La cavitazione ultrasonica in estetica
Fu interessante la proposta nella seconda metà degli anni 80, circa l'uso degli ultrasuoni in medicina estetica ad una frequenza di 3 MHz; in tale modo si riduceva la profondità d'azione e si colpiva la zona occupata dal grasso. Lo scopo era quello di favorire la penetrazione di un principio attivo topico nel trattamento della "cellulite ". Dopo tanti anni di applicazione degli ultrasuoni, si è capito che il fenomeno della cavitazione può, in alcuni casi selezionati, favorire un taglio parziale alle curve senza bisturi. La metodica è rivolta solo ad alcuni di quei pazienti che vogliono ridurre i centimetri di troppo, ma non vedono di buon occhio la sala operatoria. Alcune cellule adipose, sottoposte al “bombardamento” ultrasonico ed al relativo effetto di cavitazione, colpite si “sgonfiano”, liberando in circolo i lipidi: il fegato provvede, in un primo tempo, a metabolizzarli ed il rene, in un secondo tempo, ad allontanarli dall’organismo. L’effetto di “cavitazione” (ossia formazione di cavità gassose o micro bolle di gas, all'interno del liquido), è quel fenomeno fisico che si genera in un liquido quando esso è sottoposto ad ultrasuono a bassa frequenza (frequenze da 20 KHz a 10 MHz). Se l’intensità dell'ultrasuono è abbastanza alta, può causare, la formazione, la crescita, ed una rapida esplosione delle bolle di vapore (cariche di energia) nel liquido: la cavitazione è quindi un fenomeno consistente nella formazione di zone di vapore (cavità o bolle) all’interno del liquido che si caricano di energia aumentano il loro volume, infine esplodono.

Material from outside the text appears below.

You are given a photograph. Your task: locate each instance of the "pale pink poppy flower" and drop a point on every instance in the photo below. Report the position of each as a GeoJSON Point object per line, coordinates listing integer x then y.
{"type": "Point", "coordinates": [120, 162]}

Ciò avviene a causa dell'abbassamento locale di pressione ad un valore inferiore alla tensione di vapore del liquido stesso, che subisce così un cambiamento di fase a gas, formando cavità contenenti vapore. La dinamica del processo è molto simile a quella dell'ebollizione. La principale differenza tra cavitazione ed ebollizione è che nell'ebollizione, a causa dell'aumento di temperatura, la tensione di vapore sale fino a superare la pressione del liquido, creando quindi una bolla meccanicamente stabile, perché piena di vapore alla stessa pressione del liquido circostante. Nella cavitazione invece è la pressione del liquido a scendere improvvisamente, mentre la temperatura e la pressione di vapore restano costanti. Per questo motivo la "bolla" da cavitazione resiste solo finché non esce dalla zona di bassa pressione idrostatica: appena ritorna in una zona del fluido in quiete, la pressione di vapore non è sufficiente a contrastare la pressione idrostatica della bolla e la stessa, carica di energia, implode immediatamente. La esplosione determina la cessione di un vento energetico dalla bolla al mondo esterno sotto forma di energia termica (calore) e meccanica (onda d’urto), che possono essere estremamente intense, con distruzione delle strutture adiacenti. L’applicazione di questo fenomeno fisico, ultrasuono dipendente, nel campo della medicina estetica, può anche essere indicato con il termine di “dermocavitazione”, in quanto si tende a circoscrivere il tutto nell’ambito di una parte ben specifica dell’organo cute.
In medicina estetica si comprende facilmente cosa succede se si applica la cavitazione al liquido interstiziale del tessuto adiposo. La continua formazione ed esplosione di micro bolle e quindi di onde d’urto, nelle adiacenze degli adipociti, favorisce il danneggiamento degli stessi, rispetto a strutture più resistenti come connettivo ed osso. Affinché vengano salvaguardate proprio queste strutture, il processo deve essere controllato, nel senso che gli ultrasuoni dovranno avere bassa frequenza e in intensità adeguata per creare cavitazione solo nel tessuto adiposo. Le micro bolle si formano nelle tre direzioni dello spazio (cavitazione tridimensionale), così aumentano le possibilità dei danni cellulari rispetto ad una cavitazione monodimensionale, ove le bolle si formano in una sola direzione.